Since last September, the Class of 2019 had a remarkable year. They published and produced work that will shape our understanding of a number of pressing issues that include climate change, activism on Twitter, criminal justice reform, the difficulties of getting off psychiatric drugs, and more. We have compiled a list of highlights from their fellowship year.

We hope you enjoy catching up on the work from the Class of 2019!

Highlights from the Class of 2019:

  • Rachel Aviv wrote an article for the New Yorker about the difficulties of getting off psychiatric drugs.
  • Jill Filipovic wrote a cover story for POLITICO Magazine about Honduras, domestic violence, and the layered factors driving Honduran women to the southern U.S. border.
  • Assia Boundaoui's documentary film, The Feeling of Being Watched, will join PBS's POV 32nd season.
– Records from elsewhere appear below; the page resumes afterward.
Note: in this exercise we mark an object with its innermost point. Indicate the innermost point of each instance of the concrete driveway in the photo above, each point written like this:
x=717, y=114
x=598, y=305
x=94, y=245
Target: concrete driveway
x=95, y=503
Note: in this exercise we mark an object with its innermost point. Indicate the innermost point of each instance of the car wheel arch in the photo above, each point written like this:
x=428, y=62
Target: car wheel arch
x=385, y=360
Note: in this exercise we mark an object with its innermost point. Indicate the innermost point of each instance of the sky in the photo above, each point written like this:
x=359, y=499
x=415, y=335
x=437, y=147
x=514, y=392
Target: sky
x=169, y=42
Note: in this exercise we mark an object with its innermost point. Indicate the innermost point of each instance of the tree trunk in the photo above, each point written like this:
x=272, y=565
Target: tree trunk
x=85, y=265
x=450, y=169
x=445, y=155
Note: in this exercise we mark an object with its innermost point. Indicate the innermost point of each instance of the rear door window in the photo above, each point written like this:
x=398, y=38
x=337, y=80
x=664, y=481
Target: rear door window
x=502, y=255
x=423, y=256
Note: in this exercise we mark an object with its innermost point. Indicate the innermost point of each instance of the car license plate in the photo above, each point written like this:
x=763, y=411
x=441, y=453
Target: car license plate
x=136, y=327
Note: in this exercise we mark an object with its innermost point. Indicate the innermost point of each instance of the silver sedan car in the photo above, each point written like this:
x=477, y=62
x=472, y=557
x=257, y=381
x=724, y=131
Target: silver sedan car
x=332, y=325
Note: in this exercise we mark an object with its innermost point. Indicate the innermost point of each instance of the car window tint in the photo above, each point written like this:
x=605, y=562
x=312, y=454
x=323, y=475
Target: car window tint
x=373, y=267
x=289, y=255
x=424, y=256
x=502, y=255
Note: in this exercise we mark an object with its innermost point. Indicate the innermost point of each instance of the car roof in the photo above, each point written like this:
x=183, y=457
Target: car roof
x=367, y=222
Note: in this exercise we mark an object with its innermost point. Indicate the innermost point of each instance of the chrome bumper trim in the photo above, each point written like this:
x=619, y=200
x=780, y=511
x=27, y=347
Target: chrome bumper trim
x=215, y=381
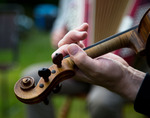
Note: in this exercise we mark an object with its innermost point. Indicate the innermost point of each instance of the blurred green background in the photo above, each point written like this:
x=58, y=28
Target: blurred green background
x=34, y=47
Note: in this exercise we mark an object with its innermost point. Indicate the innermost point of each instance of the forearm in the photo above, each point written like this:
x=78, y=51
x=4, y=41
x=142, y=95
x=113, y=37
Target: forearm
x=131, y=83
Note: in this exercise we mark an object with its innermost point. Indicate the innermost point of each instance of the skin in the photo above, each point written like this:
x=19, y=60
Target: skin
x=109, y=70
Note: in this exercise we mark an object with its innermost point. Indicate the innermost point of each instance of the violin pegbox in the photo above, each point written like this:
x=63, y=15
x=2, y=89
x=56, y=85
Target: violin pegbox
x=27, y=92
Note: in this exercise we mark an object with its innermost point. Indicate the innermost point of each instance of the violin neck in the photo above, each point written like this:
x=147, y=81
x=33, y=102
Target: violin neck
x=128, y=38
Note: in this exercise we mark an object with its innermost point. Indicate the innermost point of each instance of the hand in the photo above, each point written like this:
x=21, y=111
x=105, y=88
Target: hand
x=109, y=70
x=57, y=35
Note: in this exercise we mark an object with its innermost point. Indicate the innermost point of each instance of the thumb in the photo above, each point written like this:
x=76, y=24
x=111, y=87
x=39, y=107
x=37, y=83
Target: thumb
x=80, y=58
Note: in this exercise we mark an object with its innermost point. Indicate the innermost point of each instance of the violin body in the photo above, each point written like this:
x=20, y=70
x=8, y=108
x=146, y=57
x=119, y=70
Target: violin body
x=136, y=38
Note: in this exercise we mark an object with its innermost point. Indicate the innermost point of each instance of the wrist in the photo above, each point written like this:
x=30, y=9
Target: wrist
x=132, y=81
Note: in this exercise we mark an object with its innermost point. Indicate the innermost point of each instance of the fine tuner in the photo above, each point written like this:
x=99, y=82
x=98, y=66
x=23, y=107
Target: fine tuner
x=136, y=38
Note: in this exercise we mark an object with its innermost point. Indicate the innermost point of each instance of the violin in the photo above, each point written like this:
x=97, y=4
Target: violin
x=136, y=38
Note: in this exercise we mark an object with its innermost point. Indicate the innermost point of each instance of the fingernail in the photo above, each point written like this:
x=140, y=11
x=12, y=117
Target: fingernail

It will broadcast on October 14, 2019.
  • Cara Fitzpatrick signed with Basic Books to publish her upcoming book, Unholy Alliance: A History of School Choice in America.
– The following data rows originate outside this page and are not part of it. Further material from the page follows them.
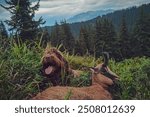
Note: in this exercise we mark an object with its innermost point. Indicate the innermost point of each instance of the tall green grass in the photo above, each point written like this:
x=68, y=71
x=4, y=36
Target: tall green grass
x=20, y=76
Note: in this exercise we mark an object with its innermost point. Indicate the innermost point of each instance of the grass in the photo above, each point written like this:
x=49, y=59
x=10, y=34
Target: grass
x=20, y=76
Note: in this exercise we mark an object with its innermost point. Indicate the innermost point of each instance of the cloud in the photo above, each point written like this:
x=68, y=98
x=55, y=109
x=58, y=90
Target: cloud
x=60, y=9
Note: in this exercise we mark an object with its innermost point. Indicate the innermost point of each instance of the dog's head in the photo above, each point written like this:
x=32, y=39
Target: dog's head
x=54, y=65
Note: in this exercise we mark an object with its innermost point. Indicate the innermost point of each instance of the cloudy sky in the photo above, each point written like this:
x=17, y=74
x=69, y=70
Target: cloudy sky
x=52, y=10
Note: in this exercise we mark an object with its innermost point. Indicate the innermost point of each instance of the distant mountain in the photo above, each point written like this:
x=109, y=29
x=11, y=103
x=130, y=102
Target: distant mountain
x=131, y=16
x=88, y=15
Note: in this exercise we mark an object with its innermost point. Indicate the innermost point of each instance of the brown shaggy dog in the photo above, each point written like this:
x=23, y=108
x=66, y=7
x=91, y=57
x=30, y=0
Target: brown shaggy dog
x=98, y=89
x=55, y=66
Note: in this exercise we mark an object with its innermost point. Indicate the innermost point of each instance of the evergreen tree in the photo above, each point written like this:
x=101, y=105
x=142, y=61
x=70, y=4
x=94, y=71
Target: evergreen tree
x=67, y=37
x=22, y=22
x=56, y=35
x=106, y=38
x=4, y=42
x=84, y=40
x=124, y=40
x=141, y=35
x=3, y=32
x=99, y=43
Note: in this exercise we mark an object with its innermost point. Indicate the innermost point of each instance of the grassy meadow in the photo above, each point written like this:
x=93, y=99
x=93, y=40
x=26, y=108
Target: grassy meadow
x=20, y=76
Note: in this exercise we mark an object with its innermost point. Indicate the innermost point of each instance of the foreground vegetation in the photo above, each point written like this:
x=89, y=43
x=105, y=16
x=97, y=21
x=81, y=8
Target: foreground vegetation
x=20, y=77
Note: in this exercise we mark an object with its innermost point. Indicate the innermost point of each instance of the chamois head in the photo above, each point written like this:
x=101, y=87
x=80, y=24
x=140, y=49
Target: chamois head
x=102, y=75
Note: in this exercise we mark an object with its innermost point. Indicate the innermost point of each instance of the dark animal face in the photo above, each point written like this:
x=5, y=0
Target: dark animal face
x=54, y=65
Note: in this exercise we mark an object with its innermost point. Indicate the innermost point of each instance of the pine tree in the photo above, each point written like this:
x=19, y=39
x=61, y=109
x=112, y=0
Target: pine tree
x=105, y=38
x=4, y=42
x=124, y=40
x=56, y=35
x=3, y=32
x=67, y=37
x=22, y=22
x=99, y=43
x=84, y=40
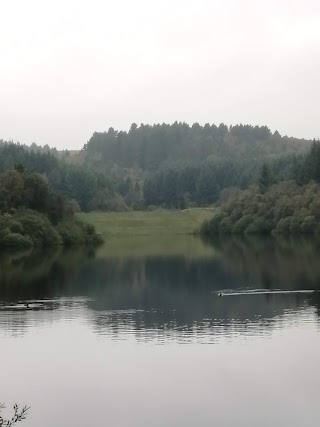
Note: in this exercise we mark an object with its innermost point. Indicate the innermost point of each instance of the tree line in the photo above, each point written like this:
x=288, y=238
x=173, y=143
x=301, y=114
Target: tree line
x=291, y=206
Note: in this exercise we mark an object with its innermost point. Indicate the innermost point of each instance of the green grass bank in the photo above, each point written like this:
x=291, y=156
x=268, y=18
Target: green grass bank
x=150, y=233
x=159, y=222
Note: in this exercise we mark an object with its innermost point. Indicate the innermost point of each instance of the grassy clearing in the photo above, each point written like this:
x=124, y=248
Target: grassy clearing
x=157, y=233
x=160, y=222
  • Iona Craig joined National Public Radio’s Morning Edition to discuss the U.S. calling for a ceasefire in Yemen.
  • Masha Gessen was awarded the 2018 Hitchens Prize. The prize is awarded to authors or journalists who demonstrate a commitment to free expression and to the pursuit of truth without regard to personal or professional consequences.
  • Lisa M. Hamilton curated a New America event in NYC that featured celebrity chef JJ Johnson and New York Times Food reporter Julia Moskin.
  • Sarah Jackson published research with colleagues in the Ada New Media Journal about the digital build-up to #MeToo through earlier feminist hashtags and activism on Twitter.
  • Jonathan M. Katz wrote for the Atlantic about the effects of the erasure of birthright citizenship in the Dominican Republic.
  • Karen Levy won a grant from Cornell University to organize a multidisciplinary conference focusing on understanding high-stakes human encounters with AI.
  • Suki Kim wrote an investigative feature about South Korean President Moon Jae-in, President Trump, and Kim Jong-Un in the New Republic for the November print issue.
  • Reuben Jonathan Miller joined the Decarceration Nation podcast to discuss "carceral citizenship."
  • Chase Purdy wrote for Quartz about a deal between a Silicon Valley food technology company and a Japanese meat producer to create cell-cultured Wagyu beef.
  • Kevin Sack wrote an op-ed for the New York Times about how the killings of nine parishioners at a black church in Charleston and 11 congregants at a synagogue in Pittsburgh brought the two communities together.
  • Melissa Segura wrote an article for BuzzFeed News outlining the latest developments from one particular witness involved with a massive scandal in the Chicago justice department.
  • David Wallace-Wells’ book The Uninhabitable Earth was reviewed in the New York Times, and the New York Review of Books.
  • Thomas Chatterton Williams wrote an op-ed for the New York Times about the SAT's "Adversity Score." His forthcoming book Self-Portrait in Black and White will be published on October 15, 2019.